Quel est le scénario de la crise en cours ? Si l’on veut bien enlever ses oeillères, il est relativement simple. C’est celui de la défaillance de la Grèce qui ne peut plus assumer de vivre en «colocation» autour d’une monnaie qui est devenue trop chère pour elle. Il va falloir qu’elle retrouve sa compétitivité en sortant de la zone Euro et probablement en réintroduisant une nouvelle monnaie. Cette solution est porteuse de beaucoup d’optimisme et de réalisme pour le peuple grec car on voit bien que la solution qui lui est proposée, qui consiste à vouloir lui faire rembourser jusqu’à la lie sa dette, est absolument inefficace. C’est donc un programme d’espoir pour la Grèce.

Evidemment cela va entrouvrir une brèche dans le système de l’Euro et c’est bien cela que nos hommes politiques cherchent avant tout à éviter. Cela ouvrirait bien évidement la porte à ce que le Portugal, l’Irlande, l’Espagne, l’Italie et pourquoi pas la France demandent tour à tour de quitter la zone Euro, en faisant défaut sur leur dette.
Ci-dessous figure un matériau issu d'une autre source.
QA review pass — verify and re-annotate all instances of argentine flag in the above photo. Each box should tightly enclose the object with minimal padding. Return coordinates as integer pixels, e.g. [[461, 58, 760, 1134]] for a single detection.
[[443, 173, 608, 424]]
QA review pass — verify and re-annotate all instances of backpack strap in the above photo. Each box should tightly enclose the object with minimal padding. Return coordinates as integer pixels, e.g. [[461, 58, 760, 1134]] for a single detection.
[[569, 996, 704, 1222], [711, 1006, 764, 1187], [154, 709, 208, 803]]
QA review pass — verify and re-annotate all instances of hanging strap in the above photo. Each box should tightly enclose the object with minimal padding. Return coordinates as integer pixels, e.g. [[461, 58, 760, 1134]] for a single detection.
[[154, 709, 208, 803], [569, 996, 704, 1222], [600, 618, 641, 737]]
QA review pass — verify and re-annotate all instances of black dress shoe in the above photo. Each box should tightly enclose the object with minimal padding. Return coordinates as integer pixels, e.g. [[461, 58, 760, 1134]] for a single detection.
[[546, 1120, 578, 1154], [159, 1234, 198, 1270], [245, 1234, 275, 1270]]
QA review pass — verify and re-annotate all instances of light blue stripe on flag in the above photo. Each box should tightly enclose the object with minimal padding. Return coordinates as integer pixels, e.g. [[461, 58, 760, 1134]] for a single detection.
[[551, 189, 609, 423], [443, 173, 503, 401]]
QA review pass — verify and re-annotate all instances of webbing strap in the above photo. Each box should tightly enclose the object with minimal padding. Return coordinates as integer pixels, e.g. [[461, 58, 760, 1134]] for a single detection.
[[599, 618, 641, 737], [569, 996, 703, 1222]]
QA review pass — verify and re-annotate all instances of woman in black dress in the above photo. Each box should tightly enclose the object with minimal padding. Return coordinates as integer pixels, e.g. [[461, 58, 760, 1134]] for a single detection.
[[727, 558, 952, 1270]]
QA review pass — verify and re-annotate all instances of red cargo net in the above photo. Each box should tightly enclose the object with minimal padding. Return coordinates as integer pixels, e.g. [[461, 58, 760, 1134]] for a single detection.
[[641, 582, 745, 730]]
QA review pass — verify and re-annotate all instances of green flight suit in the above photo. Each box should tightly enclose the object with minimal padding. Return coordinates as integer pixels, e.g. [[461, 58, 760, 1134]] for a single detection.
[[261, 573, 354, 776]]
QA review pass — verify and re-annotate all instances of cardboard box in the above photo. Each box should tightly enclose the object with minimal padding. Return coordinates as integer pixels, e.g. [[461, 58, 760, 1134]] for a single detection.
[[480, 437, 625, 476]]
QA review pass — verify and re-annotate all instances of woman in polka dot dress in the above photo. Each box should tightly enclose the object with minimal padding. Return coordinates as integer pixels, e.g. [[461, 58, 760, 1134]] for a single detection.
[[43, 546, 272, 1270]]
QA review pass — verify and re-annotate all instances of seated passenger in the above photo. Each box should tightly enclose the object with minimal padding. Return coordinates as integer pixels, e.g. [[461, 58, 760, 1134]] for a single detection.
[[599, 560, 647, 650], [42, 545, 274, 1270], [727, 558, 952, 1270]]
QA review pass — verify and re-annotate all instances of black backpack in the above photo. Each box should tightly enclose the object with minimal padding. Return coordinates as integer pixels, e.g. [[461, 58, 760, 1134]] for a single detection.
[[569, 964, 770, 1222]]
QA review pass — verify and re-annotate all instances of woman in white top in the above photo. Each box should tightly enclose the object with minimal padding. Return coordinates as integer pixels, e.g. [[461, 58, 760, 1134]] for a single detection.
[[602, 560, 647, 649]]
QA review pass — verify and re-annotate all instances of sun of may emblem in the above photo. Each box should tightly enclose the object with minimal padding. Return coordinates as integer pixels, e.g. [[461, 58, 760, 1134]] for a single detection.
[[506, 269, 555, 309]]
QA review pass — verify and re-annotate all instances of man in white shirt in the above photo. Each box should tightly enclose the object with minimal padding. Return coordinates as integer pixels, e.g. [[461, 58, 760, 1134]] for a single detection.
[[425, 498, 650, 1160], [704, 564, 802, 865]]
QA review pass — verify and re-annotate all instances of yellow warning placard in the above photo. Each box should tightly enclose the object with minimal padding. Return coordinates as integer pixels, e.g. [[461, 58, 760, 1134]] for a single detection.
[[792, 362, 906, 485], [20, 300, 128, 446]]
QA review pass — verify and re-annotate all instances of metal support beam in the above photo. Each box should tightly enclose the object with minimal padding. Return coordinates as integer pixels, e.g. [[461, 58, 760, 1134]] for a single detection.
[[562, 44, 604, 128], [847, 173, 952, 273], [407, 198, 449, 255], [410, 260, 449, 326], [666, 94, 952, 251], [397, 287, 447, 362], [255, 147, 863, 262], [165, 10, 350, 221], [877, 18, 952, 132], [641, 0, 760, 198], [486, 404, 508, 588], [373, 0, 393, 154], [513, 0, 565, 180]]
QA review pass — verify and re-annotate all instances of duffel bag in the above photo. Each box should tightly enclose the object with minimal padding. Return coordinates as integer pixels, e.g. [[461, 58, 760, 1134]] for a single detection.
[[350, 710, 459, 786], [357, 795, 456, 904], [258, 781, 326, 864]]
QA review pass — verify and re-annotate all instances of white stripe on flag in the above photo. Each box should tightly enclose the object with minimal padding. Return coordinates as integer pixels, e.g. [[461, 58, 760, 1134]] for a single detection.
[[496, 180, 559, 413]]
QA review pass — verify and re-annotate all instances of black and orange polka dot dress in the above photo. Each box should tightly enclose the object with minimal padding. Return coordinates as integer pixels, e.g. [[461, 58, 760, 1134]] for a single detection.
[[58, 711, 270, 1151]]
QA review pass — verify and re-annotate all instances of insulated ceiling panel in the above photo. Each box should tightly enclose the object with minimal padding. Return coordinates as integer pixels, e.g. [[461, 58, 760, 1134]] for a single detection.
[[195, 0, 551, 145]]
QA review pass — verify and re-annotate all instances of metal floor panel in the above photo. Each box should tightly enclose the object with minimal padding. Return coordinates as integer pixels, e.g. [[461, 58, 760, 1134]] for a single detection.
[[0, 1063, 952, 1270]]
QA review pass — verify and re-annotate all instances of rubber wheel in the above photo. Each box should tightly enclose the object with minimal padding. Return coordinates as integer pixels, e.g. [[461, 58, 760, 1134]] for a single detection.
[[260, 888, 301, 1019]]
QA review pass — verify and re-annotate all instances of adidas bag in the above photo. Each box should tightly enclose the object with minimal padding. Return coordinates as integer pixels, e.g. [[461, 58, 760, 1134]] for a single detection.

Le deuxième élément qui va se produire, peut-être même avant (la faillite de la Grèce) sera la défaillance généralisée d’un grand nombre de banques européennes. Elles n’ont pas la capacité d’absorber les pertes qu’elles vont subir sur les prêts qu’elles ont accordés aux pays européens.

Le troisième élément sera une récession assez sévère avec une hausse significative du taux de chômage. Enfin en France nous pourrons avoir une crise immobilière. Le prix des logements est environ deux fois trop élevé par rapport aux revenus des ménages par comparaison aux normes historiques. Il est très probable qu’à l’occasion de la crise les banques soient contraintes d’assécher le crédit aux ménages ce qui entrainera une baisse de la demande des biens immobiliers et aussi des prix.

Tout cela il va falloir l’anticiper et pour cela j’ai préparé une liste de dix points qui me semblent particulièrement pertinents dans le cadre de cette future crise européenne qui va se dérouler dans les prochains mois. J’ai essayé d’être extrêmement pragmatique afin de donner des directions et permettre à chacun d’anticiper et d’agir pour se prémunir des conséquences de la crise.

Point 1) Ne pas trop s’inquiéter
La peur est très mauvaise conseillère, il faudra savoir raison garder et garder la tête froide.

Point 2) Anticiper
Pour cela informez vous au maximum en essayant d’avoir l’esprit critique afin de ne pas vous faire prendre par les événements, ne pas être trop surpris et donc ne pas être pris à contrepied.

Point 3) Aspects bancaires
Il n’est pas nécessaire de faire des retraits importants d’argent auprès de votre banque ni même de multiplier vos banques. Les exemples historiques ont montré que lorsque de telles difficultés surgissent, en général les Etats garantissent les dépôts des particuliers, quand bien même leurs banques seraient amenées à faire faillite.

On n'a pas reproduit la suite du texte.